Abstract

e18110 Background: Requirement of DNA sequencing to diagnose POLE group is a barrier for adoption of molecular subtyping in endometrial cancer. We aimed to identify clinicopathologic and protein markers distinguishing POLE and copy-number (CN) low group in endometrial cancer. Methods: Ninety-one samples (POLE: 15, CN low 76) classified as POLE or CN low groups by integrative clustering were selected from The Cancer Genome Atlas endometrial cancer dataset. Clinicopathologic variables and normalized reverse phase protein array expression data were extracted.

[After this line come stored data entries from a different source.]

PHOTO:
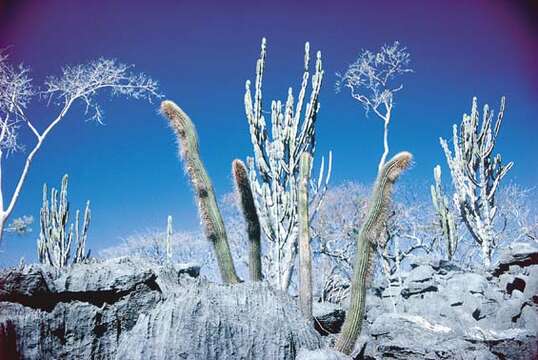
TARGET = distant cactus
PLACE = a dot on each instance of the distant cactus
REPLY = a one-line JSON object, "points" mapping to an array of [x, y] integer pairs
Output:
{"points": [[248, 208], [56, 235], [169, 234], [305, 255], [446, 219], [210, 215], [369, 237], [476, 173]]}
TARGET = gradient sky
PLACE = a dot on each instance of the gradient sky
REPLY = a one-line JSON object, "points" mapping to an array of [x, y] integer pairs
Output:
{"points": [[202, 52]]}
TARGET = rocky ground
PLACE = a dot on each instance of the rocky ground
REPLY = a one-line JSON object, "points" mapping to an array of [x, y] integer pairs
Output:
{"points": [[129, 309], [440, 311]]}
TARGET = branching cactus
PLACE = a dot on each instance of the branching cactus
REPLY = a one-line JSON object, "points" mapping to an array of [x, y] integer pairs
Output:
{"points": [[210, 215], [56, 235], [370, 236], [275, 167], [305, 254], [476, 173], [248, 208], [446, 219], [169, 234]]}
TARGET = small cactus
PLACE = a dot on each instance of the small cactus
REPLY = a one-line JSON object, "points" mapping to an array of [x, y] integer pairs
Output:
{"points": [[446, 219], [210, 215], [56, 235], [248, 208], [305, 255], [370, 236]]}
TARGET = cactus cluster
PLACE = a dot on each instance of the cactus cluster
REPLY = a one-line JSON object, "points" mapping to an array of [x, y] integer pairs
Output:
{"points": [[248, 208], [476, 173], [444, 215], [274, 170], [56, 234], [305, 254], [369, 237], [210, 214]]}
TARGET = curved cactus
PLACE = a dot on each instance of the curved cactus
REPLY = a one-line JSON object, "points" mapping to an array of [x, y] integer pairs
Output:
{"points": [[369, 237], [444, 215], [305, 254], [248, 208], [210, 215]]}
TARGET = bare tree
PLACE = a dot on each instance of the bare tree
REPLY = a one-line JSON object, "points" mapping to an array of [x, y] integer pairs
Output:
{"points": [[517, 219], [160, 246], [371, 80], [274, 170], [76, 84]]}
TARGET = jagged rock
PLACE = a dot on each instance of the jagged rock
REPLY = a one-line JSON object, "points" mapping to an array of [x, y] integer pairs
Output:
{"points": [[469, 315], [516, 255], [129, 309], [323, 354], [328, 318], [419, 281]]}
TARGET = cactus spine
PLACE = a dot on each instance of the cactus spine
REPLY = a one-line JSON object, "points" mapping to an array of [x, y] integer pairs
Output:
{"points": [[369, 237], [305, 255], [56, 235], [248, 208], [446, 219], [210, 215]]}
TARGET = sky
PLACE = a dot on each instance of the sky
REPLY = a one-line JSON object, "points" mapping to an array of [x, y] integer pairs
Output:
{"points": [[201, 52]]}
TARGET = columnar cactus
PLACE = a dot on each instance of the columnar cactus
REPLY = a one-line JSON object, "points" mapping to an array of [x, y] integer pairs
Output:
{"points": [[476, 173], [169, 234], [248, 208], [275, 167], [444, 215], [305, 254], [210, 215], [56, 235], [369, 237]]}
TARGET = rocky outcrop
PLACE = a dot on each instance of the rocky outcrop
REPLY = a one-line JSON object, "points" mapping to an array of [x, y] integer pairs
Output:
{"points": [[130, 309], [440, 311]]}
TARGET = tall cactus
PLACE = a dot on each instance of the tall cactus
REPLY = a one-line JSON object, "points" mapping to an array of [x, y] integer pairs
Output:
{"points": [[168, 239], [305, 254], [444, 215], [476, 173], [248, 208], [210, 215], [56, 235], [369, 237]]}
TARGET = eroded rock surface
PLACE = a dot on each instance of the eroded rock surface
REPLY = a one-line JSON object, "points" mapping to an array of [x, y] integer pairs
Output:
{"points": [[130, 309]]}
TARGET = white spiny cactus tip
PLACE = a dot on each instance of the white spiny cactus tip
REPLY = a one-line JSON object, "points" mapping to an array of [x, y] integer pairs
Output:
{"points": [[437, 172]]}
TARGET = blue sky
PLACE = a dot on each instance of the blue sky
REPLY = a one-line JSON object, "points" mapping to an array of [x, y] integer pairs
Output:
{"points": [[202, 52]]}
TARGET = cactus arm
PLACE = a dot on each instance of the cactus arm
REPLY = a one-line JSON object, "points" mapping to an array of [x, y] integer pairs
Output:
{"points": [[305, 255], [368, 238], [248, 208], [210, 215]]}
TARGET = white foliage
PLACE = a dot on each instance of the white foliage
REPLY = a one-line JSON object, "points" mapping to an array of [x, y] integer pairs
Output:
{"points": [[79, 83], [371, 80]]}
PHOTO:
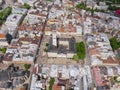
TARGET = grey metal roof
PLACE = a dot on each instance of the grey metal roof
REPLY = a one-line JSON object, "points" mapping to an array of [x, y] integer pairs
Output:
{"points": [[60, 48]]}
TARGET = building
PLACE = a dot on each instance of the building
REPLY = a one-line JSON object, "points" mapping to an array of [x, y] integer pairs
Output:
{"points": [[14, 20], [61, 47]]}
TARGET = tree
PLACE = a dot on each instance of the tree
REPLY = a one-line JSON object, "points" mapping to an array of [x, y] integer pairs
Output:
{"points": [[9, 38], [114, 43], [75, 57], [26, 66], [26, 6]]}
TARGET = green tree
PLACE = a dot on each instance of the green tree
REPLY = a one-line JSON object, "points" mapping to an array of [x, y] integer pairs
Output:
{"points": [[114, 43], [26, 66], [52, 80], [75, 57]]}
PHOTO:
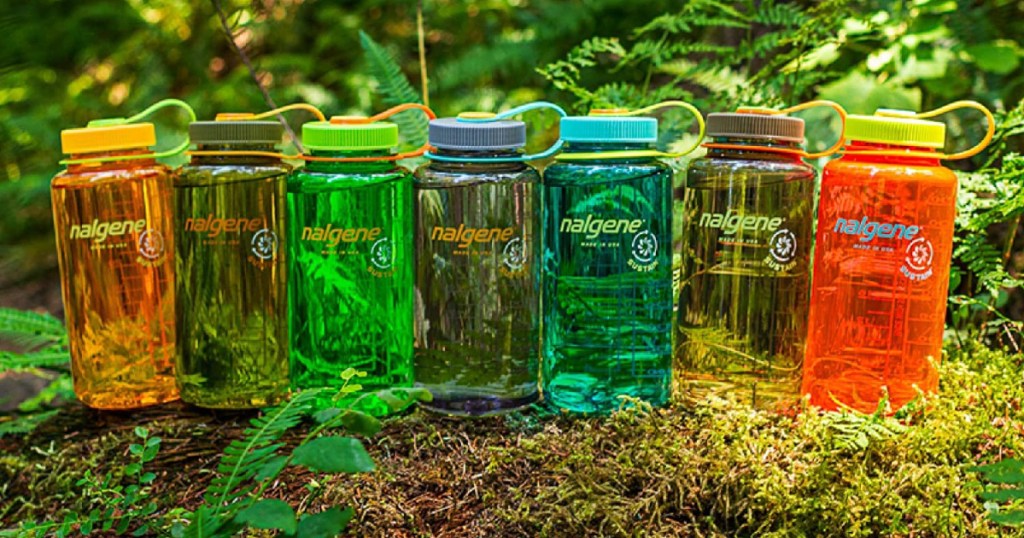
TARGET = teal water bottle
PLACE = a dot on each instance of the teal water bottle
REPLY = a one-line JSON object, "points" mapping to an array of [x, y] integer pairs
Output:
{"points": [[607, 264]]}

We first selected clinicopathologic variables associated with group (POLE vs CN low) via univariate analysis. Then, we identified protein makers using the logistic regression model with significant clinicopathologic variables as adjusting covariates. The differentially expressed proteins were selected based on q-value of the false discovery rate for multiple comparison. With various q-value cut-off ( < 5%, 10%, 20%), several logistic models including differentially expressed markers were constructed by stepwise selection method using the area under curve (AUC) from 5-fold cross-validation (CV). Results: Among clinicopathologic variables, body mass index (BMI) and tumor grade were associated with group (p = 0.02 and p < 0.01, respectively). Being adjusted for BMI and tumor grade, 5 proteins were associated with group in q-value cut-off of < 5%. The model including clinicopathologic variables and 5 proteins identified BMI, Cyclin B1, Caspase 8, and XBP1 as markers distinguishing POLE and CN low groups. The mean of CV AUC, sensitivity and specificity of the selected model were 0.97, 0.97, and 0.60, respectively. Conclusions: BMI and expression levels of Cyclin B1, Caspase 8, XBP1 are candidate markers distinguishing POLE and CN low group. A further validation study using immunohistochemical staining is necessary to facilitate the adoption of molecular subtyping as daily practice.